Bentonville, Ark.-based Wal-Mart, the world's largest retailer, maintains that it pays competitive wages and relieves public assistance burdens by giving jobs to many people who otherwise would not be employed.
"It's unfortunate that these UC Berkeley researchers would release a study whose findings are questionable," Wal-Mart spokeswoman Cynthia Lin said. The company employs more than 60,000 people in California.
The public debate about whether Wal-Mart benefits or hurts local communities has grown considerably louder over the last few years, particularly in California, where some communities have opposed the company's expansion plans.
The company's wage and benefit structure was also cited as a reason behind last year's strike and lockout of unionized grocery workers in Southern California; the largest supermarket chains said they needed to revamp costs to compete with the retail giant.

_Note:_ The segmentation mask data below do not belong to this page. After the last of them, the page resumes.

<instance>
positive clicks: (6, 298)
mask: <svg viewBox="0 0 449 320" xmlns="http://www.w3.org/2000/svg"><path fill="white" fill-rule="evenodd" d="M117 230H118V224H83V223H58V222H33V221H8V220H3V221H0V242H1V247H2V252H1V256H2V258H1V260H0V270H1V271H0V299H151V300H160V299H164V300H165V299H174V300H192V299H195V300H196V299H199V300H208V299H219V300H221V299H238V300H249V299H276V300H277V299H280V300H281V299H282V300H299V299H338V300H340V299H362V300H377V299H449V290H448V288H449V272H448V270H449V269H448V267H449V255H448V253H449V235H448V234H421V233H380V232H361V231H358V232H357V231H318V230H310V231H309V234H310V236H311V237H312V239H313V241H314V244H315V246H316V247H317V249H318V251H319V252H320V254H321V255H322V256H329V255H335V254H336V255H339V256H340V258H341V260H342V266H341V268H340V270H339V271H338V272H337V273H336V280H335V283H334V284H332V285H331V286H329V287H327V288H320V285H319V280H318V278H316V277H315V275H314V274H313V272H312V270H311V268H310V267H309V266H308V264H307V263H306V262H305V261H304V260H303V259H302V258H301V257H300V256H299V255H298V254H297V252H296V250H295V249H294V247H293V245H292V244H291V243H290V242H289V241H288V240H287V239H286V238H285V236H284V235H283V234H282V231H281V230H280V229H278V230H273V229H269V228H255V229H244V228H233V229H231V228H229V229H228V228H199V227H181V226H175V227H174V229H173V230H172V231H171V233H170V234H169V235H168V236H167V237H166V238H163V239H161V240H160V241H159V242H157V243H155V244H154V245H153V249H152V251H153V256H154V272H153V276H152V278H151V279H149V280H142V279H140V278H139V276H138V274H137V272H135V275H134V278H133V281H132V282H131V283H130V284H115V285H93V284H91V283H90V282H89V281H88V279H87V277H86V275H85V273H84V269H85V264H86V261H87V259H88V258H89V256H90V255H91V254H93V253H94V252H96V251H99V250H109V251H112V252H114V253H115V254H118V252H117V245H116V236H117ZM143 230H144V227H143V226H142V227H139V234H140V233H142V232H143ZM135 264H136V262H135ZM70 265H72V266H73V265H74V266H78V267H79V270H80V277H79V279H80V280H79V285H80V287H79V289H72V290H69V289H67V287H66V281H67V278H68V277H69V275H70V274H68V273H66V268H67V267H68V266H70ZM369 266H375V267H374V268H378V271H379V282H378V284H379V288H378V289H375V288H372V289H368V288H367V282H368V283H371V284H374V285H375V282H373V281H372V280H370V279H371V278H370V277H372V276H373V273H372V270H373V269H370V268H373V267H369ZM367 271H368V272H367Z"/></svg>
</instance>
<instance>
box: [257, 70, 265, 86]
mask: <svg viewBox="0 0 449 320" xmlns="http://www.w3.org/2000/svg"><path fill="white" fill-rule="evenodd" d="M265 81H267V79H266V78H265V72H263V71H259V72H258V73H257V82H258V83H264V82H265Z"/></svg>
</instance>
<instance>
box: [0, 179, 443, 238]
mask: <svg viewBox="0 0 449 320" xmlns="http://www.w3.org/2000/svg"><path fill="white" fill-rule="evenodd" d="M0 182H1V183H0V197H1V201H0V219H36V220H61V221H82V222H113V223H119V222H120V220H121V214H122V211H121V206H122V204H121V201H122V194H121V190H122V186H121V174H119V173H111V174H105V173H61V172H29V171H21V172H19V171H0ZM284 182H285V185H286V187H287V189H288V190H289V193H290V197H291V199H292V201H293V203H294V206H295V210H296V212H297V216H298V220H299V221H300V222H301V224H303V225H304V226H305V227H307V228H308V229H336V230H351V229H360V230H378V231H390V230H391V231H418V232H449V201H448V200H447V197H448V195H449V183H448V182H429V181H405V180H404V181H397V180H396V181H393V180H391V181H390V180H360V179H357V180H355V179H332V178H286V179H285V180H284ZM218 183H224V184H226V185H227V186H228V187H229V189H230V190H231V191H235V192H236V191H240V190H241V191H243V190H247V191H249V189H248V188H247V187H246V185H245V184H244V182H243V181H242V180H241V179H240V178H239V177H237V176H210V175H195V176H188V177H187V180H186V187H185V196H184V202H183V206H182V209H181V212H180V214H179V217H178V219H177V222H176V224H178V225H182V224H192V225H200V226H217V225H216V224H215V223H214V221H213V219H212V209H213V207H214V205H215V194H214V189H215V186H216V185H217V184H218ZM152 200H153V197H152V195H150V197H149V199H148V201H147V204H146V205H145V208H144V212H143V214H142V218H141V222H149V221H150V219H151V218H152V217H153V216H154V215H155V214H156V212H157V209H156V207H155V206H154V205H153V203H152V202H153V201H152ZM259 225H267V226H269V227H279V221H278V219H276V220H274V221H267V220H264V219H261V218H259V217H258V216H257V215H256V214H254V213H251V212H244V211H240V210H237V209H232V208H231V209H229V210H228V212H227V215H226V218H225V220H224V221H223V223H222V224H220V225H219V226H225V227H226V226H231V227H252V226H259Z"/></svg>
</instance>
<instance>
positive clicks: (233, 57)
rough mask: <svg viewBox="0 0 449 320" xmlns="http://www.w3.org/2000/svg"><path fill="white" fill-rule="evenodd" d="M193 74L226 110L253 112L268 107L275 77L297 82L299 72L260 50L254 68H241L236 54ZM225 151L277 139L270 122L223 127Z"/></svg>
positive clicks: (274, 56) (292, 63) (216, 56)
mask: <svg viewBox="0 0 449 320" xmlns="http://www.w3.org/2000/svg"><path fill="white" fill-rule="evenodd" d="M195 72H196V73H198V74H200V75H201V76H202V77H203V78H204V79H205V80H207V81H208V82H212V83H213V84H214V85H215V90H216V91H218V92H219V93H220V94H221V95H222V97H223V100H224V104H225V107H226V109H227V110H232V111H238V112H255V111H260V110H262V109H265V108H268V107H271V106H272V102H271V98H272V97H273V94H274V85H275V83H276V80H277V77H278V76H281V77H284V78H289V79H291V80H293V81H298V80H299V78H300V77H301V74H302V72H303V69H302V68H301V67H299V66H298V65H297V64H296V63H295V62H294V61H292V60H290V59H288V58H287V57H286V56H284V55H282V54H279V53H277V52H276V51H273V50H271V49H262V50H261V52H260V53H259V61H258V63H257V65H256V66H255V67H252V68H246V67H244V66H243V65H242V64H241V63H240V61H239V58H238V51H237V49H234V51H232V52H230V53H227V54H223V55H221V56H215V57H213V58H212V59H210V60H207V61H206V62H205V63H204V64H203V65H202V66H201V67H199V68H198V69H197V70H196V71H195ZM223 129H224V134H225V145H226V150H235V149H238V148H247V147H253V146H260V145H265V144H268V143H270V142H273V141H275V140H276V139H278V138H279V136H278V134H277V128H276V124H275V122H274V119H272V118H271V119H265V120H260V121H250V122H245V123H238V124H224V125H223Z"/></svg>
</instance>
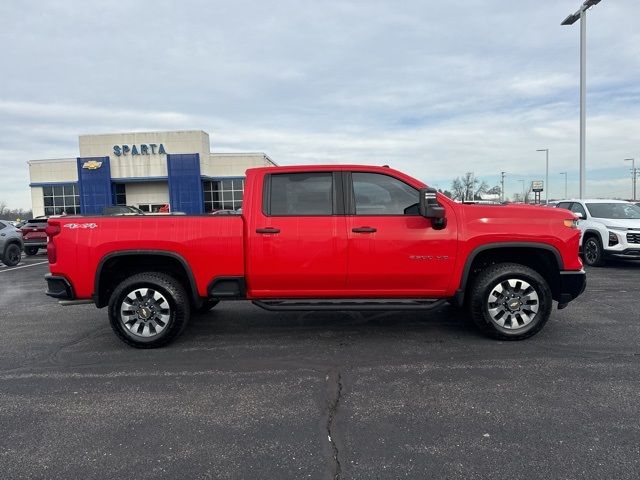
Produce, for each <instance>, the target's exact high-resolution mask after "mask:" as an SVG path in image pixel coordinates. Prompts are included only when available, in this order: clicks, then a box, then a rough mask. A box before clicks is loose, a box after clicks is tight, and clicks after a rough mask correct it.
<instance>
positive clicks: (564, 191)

Dube and Jacobs' study took into account statewide data on wages paid by large retailers, the numbers of workers throughout the retail industry who use state assistance programs and information gleaned from lawsuits about Wal-Mart's pay and benefits.
Dube, of Berkeley's Institute of Industrial Relations, and Jacobs, of the school's Center for Labor Research and Education, said they did not contact Wal-Mart in preparing their report.
The report found that Wal-Mart's wages on average were 31% below those of the broader group of large retailers -- $9.70 an hour versus $14.01 an hour.
And with less earning power, Wal-Mart workers rely more heavily on state resources, Dube and Jacobs found, costing the state $32 million in health-related expenses and $54 million in other assistance.
The study contends that the average non-management Wal-Mart employee receives $1,952 in public assistance compared with $1,401 for workers at large retailers in general.
"The disproportionate use by Wal-Mart workers of the various healthcare and social safety net programs, and the cost that that brings to the state, is an important consideration for policymakers," Jacobs said in an interview.
Dube and Jacobs noted that other studies have reported similar findings.
In Georgia, a state survey of the state's children's health insurance program found that Wal-Mart employees' families disproportionately relied on the program, accounting for more than 10,000 of the 166,000 children enrolled.
In Congress, a report by Democratic staffers on the House Committee on Education and the Workforce looked at employee eligibility for assistance programs and found that a typical 200-employee Wal-Mart store could cost federal taxpayers $420,750 a year, or more than $2,000 per employee.
Wal-Mart has disputed those findings.